Thursday, October 28, 2010

darcs hacking sprint 5 report

The fifth Darcs hacking sprint took place in Orleans over the weekend of 15-17 October.

We seem to be starting a tradition of sprints coinciding with social movements. Last year, the sprint venue in Vienna was squatted by students protesting university fee reforms. This time we were caught in the French pension reform strikes, which knocked out one of our would-be participants and made another lose a day.

The sprint was small but productive. We had four people attending, Florent Becker (also local organizer), Guillaume Hoffmann, Eric Kow and Reinier Lamers.

Talks and discussions

Scribble Scribble Think Think!

Maintaining Darcs

The day before the sprint, Eric gave a talk to undergraduate and masters students on Free and Open Source Software Projects, in particular the principles that we try to apply within the Darcs team.

Therapy session

We kicked off the sprint with a discussion of some of the challenges that we have been facing in the Darcs community and how we hope to rise to them over the long term.

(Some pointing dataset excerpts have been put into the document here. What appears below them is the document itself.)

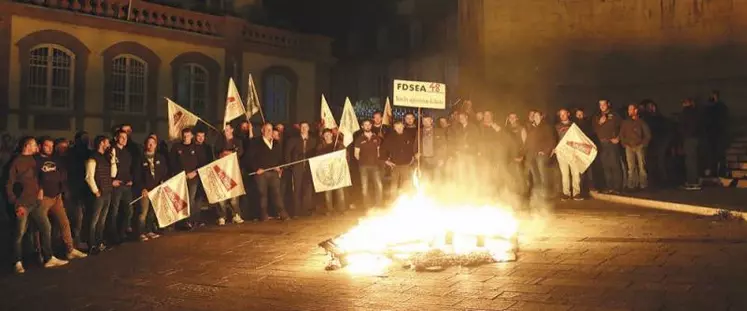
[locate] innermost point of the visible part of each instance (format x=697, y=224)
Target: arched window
x=192, y=88
x=50, y=77
x=129, y=78
x=277, y=97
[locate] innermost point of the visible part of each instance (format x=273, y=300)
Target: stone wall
x=551, y=53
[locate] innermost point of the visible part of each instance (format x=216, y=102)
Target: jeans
x=194, y=202
x=57, y=211
x=371, y=176
x=146, y=219
x=610, y=156
x=400, y=181
x=303, y=189
x=98, y=219
x=539, y=172
x=570, y=178
x=268, y=185
x=329, y=198
x=223, y=208
x=38, y=214
x=119, y=222
x=636, y=160
x=690, y=146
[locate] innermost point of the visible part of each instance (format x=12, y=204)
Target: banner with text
x=170, y=200
x=419, y=94
x=576, y=149
x=222, y=179
x=330, y=171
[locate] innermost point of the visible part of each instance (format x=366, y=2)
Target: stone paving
x=586, y=256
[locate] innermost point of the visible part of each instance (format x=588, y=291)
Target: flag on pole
x=348, y=123
x=388, y=115
x=252, y=100
x=328, y=120
x=330, y=171
x=576, y=149
x=170, y=200
x=179, y=119
x=234, y=106
x=222, y=179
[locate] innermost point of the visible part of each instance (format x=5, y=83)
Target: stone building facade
x=83, y=65
x=551, y=53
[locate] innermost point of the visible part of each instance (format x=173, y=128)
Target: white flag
x=328, y=120
x=330, y=171
x=252, y=100
x=234, y=106
x=348, y=123
x=576, y=149
x=170, y=200
x=388, y=115
x=222, y=179
x=179, y=119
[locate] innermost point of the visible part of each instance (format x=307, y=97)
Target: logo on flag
x=348, y=123
x=330, y=171
x=222, y=179
x=169, y=200
x=576, y=149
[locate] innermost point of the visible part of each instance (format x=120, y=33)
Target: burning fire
x=423, y=233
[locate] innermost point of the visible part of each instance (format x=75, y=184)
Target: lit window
x=129, y=76
x=192, y=89
x=277, y=96
x=50, y=82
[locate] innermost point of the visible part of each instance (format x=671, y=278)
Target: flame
x=418, y=223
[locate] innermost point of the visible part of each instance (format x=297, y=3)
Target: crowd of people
x=86, y=187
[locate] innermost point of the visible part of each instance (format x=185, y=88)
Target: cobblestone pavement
x=587, y=256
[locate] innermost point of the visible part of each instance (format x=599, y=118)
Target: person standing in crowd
x=378, y=127
x=301, y=148
x=398, y=153
x=53, y=184
x=367, y=147
x=267, y=155
x=329, y=144
x=432, y=149
x=120, y=213
x=184, y=158
x=635, y=136
x=23, y=193
x=607, y=126
x=100, y=172
x=152, y=170
x=691, y=131
x=411, y=126
x=571, y=177
x=539, y=146
x=661, y=140
x=225, y=146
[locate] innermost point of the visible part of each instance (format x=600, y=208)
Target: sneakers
x=54, y=262
x=76, y=254
x=19, y=268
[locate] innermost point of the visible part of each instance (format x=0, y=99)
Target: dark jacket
x=399, y=149
x=610, y=129
x=634, y=133
x=540, y=138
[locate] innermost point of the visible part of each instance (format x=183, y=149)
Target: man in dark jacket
x=539, y=146
x=607, y=127
x=635, y=136
x=299, y=148
x=151, y=171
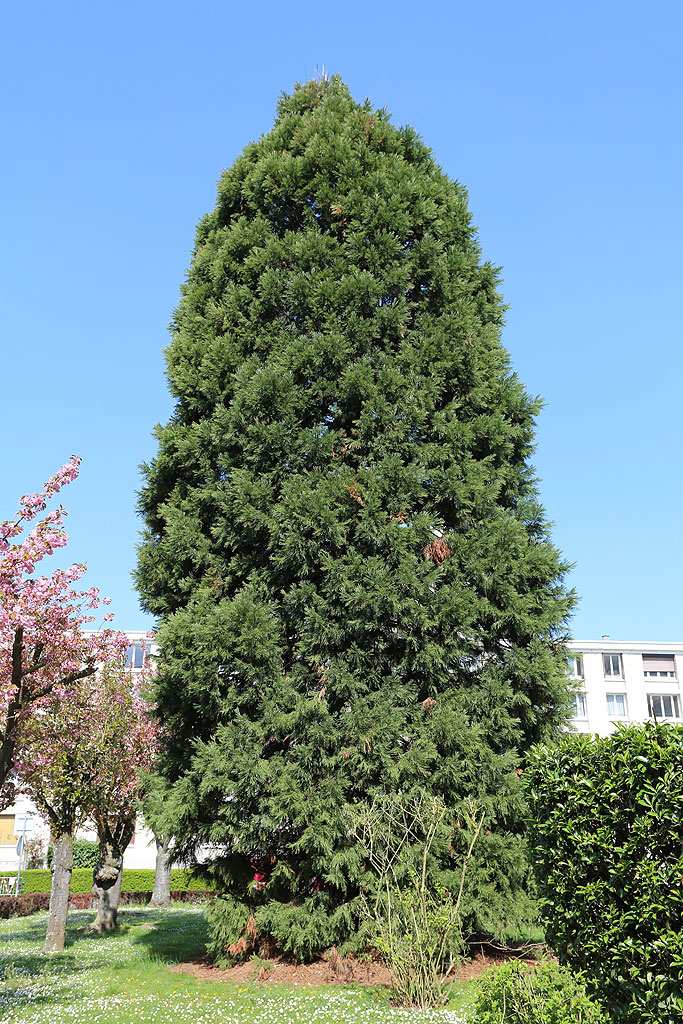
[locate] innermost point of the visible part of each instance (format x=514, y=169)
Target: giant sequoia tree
x=354, y=577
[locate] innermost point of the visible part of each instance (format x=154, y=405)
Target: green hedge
x=606, y=830
x=545, y=993
x=134, y=880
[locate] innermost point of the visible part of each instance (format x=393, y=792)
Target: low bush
x=86, y=852
x=22, y=906
x=606, y=833
x=134, y=880
x=547, y=993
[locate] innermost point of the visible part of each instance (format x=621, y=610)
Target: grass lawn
x=125, y=978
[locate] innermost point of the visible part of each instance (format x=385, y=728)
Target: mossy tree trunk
x=107, y=875
x=62, y=864
x=162, y=891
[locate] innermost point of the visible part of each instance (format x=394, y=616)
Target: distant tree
x=154, y=801
x=82, y=759
x=43, y=648
x=355, y=580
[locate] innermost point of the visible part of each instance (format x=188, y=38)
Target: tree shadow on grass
x=174, y=936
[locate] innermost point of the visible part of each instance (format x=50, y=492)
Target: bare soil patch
x=334, y=971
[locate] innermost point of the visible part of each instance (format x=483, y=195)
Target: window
x=658, y=667
x=664, y=706
x=137, y=655
x=7, y=836
x=575, y=667
x=611, y=666
x=616, y=706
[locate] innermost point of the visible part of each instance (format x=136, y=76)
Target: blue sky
x=562, y=119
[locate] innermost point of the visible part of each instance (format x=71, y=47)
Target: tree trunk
x=107, y=877
x=62, y=863
x=162, y=891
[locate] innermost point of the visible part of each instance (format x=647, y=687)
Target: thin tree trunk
x=62, y=863
x=107, y=877
x=162, y=891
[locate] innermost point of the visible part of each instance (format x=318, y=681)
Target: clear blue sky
x=562, y=119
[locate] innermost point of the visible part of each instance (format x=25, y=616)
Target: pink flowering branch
x=43, y=649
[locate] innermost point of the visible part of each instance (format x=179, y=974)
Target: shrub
x=86, y=852
x=606, y=832
x=547, y=993
x=22, y=906
x=415, y=923
x=134, y=880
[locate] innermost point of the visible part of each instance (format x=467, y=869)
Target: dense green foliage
x=607, y=836
x=134, y=880
x=354, y=577
x=547, y=993
x=86, y=853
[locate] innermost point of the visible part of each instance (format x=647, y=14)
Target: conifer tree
x=354, y=579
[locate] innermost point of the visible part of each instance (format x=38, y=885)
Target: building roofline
x=633, y=646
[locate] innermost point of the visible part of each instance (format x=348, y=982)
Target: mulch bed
x=333, y=971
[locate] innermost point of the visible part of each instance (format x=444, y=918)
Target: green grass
x=125, y=978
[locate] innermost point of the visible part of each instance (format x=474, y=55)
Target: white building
x=142, y=850
x=626, y=682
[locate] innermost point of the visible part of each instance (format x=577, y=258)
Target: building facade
x=625, y=681
x=23, y=818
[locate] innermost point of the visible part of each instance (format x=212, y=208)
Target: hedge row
x=22, y=906
x=606, y=832
x=134, y=880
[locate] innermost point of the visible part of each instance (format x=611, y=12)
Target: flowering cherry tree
x=83, y=759
x=43, y=649
x=128, y=748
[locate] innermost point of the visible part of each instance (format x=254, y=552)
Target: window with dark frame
x=611, y=666
x=660, y=706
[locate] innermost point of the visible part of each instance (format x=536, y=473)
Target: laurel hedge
x=134, y=880
x=22, y=906
x=606, y=833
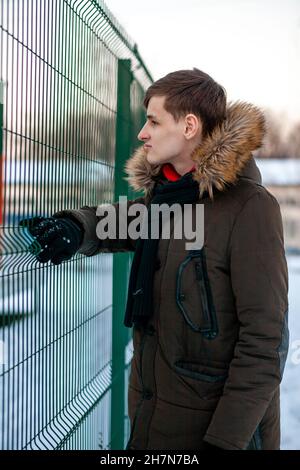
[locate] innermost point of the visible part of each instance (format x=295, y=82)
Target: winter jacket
x=207, y=366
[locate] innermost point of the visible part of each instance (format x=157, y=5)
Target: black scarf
x=139, y=306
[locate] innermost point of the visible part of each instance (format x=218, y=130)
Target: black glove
x=56, y=239
x=210, y=447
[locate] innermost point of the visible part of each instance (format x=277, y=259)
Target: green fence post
x=121, y=260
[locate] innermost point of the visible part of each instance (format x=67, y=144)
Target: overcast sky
x=251, y=47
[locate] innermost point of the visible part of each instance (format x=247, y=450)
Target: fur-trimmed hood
x=221, y=158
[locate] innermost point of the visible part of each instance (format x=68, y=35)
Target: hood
x=220, y=160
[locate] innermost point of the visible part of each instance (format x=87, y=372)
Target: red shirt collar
x=170, y=173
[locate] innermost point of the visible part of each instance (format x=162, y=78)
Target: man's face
x=164, y=138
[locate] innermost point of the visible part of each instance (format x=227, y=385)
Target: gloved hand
x=210, y=447
x=57, y=238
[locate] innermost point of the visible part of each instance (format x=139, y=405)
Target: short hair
x=191, y=91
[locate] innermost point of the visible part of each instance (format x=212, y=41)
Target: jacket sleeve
x=91, y=244
x=259, y=280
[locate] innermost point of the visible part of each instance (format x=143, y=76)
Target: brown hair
x=191, y=91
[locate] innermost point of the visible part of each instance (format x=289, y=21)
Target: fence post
x=120, y=334
x=1, y=156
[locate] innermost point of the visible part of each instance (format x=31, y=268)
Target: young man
x=210, y=324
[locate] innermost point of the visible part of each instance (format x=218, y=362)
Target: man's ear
x=193, y=126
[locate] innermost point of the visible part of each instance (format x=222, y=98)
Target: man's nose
x=143, y=135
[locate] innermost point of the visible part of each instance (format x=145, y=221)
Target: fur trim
x=219, y=159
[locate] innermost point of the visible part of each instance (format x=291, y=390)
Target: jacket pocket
x=197, y=307
x=256, y=441
x=207, y=383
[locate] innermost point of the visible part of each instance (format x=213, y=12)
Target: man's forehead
x=156, y=107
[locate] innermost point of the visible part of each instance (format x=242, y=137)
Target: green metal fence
x=71, y=89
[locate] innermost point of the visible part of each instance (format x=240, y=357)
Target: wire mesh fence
x=71, y=89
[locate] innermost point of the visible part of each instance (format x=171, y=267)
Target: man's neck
x=183, y=167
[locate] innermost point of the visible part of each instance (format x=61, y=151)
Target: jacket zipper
x=142, y=399
x=209, y=330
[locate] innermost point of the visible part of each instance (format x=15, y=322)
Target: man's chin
x=152, y=159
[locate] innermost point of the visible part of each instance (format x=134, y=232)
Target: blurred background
x=72, y=78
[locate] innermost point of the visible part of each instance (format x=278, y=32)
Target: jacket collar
x=220, y=160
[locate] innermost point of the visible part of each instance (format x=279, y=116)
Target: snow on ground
x=279, y=171
x=290, y=387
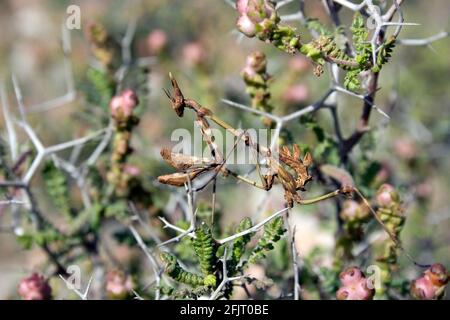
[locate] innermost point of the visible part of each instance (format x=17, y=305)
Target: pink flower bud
x=356, y=291
x=156, y=41
x=194, y=54
x=253, y=12
x=257, y=61
x=129, y=100
x=431, y=284
x=296, y=93
x=118, y=285
x=354, y=286
x=423, y=289
x=241, y=6
x=350, y=275
x=386, y=196
x=35, y=287
x=437, y=274
x=246, y=26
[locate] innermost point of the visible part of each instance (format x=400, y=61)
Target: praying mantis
x=289, y=168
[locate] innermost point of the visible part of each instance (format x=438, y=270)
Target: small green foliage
x=360, y=41
x=384, y=53
x=205, y=248
x=317, y=26
x=99, y=88
x=273, y=231
x=57, y=188
x=240, y=243
x=176, y=272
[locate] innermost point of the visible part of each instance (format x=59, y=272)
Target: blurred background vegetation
x=204, y=52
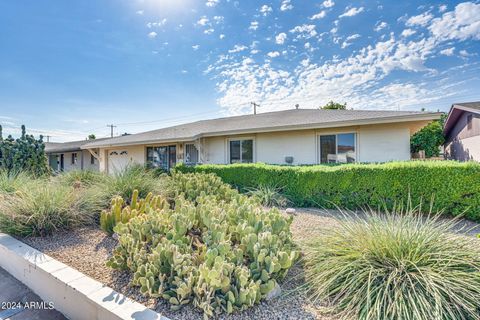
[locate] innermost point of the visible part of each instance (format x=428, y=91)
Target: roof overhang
x=322, y=125
x=454, y=114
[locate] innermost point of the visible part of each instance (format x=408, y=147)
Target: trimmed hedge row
x=453, y=186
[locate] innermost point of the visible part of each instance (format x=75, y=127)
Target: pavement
x=18, y=302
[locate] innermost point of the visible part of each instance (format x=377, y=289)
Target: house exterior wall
x=67, y=161
x=463, y=144
x=374, y=143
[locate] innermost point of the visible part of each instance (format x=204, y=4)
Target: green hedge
x=454, y=186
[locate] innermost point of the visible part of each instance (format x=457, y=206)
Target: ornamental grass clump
x=398, y=265
x=44, y=208
x=220, y=252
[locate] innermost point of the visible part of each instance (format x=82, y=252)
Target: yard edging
x=74, y=294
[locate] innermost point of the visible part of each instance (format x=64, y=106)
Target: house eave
x=385, y=120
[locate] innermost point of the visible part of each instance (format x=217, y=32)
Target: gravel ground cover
x=88, y=249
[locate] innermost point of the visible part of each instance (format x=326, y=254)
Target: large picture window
x=241, y=151
x=337, y=148
x=164, y=157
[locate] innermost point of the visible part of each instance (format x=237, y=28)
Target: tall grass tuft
x=399, y=265
x=268, y=196
x=43, y=209
x=123, y=183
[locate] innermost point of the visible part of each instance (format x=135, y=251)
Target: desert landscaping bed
x=88, y=249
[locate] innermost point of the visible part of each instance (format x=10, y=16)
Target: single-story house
x=462, y=132
x=68, y=156
x=292, y=137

  1. Code quality - darcs code is a gem buried in big pile of muck. We've been making progress tidying the mess and moving towards a clean, well thought out library... but we still have a long way to go.

  2. Portability - darcs relies on GHC, which takes a long time to build and which simply does not support certain niche platforms.

  3. Usability - for all its power, Darcs has a reputation among its fans for being exceptionally easy to use. While we can be proud of our friendly UI and simple mental model, we need to also recognise the parts of Darcs that make life difficult. Here are three areas we should explore:

    • Patch annotations would allow Darcs to start tracking a repository history while still allowing for patch reordering. People should be able to ask questions like "who signed off on this patch?", and "when was in pulled into the current repository?"

    • Short version identifiers would make it easier for users to communicate with each other - "Bob, could you please fetch version 83dc9fa3?"

    • Better conflict marking and summaries would help maintainers to merge sets of patches from long term branches.

  4. Network effects - Darcs is most useful when many other people are also using Darcs or something compatible.

    • Unlike Git/Hg/Bzr, Darcs lacks bridges with the other DVCSes. The other three can more or less talk to each other because they have similar models. Darcs is a bit different, so making good bridges can be tricky.

    • The Darcs community lacks services that facilitate collaboration to the same extent that Github does. We need patch-tag, darcsden and friends to get better still!

    • One piece of low-hanging fruit to pluck is the ability to host Darcs repositories on servers that lack a Darcs binary. How do we push patches over SFTP without the luxury of a remote Darcs binary?

File formats

We continued the discussion from the darcs-users mailing list on machine-readable formats for the Darcs data and command output. This discussion was tricky because it involves many different parts of Darcs and involves juggling some conflicting goals:

  • Standards compliance: preference for well-documented and understood standards.
  • Familiarity: attention to de-facto standards used in the revision control community.
  • Conceptual integrity: all Darcs formats should work the same way
  • Extensibility: ability accomodate future requirements
  • Easy parsing: people should be able to whip up quick little scripts to slice and dice Darcs output
  • Agnosticism: need a good story for arbitrary bytes because Darcs is fairly agnostic to the content of text files
  • Transparency: no complicated escaping mechanisms as these tend to fall in rare corner cases and would be easy to get wrong.
  • Conservatism: the less we change Darcs, the better

Reinier had the idea of bringing this discussion to a whiteboard -- this is why you need hackathons! -- which allowed us to take a more global view of the problem. After much discussion, we reached a conclusion was that we should converge on 4 formats:

  1. Unified diff format [SAME], (familiarity, conservatism) there's no reason to move away from diff/patch style output for low-level diffs.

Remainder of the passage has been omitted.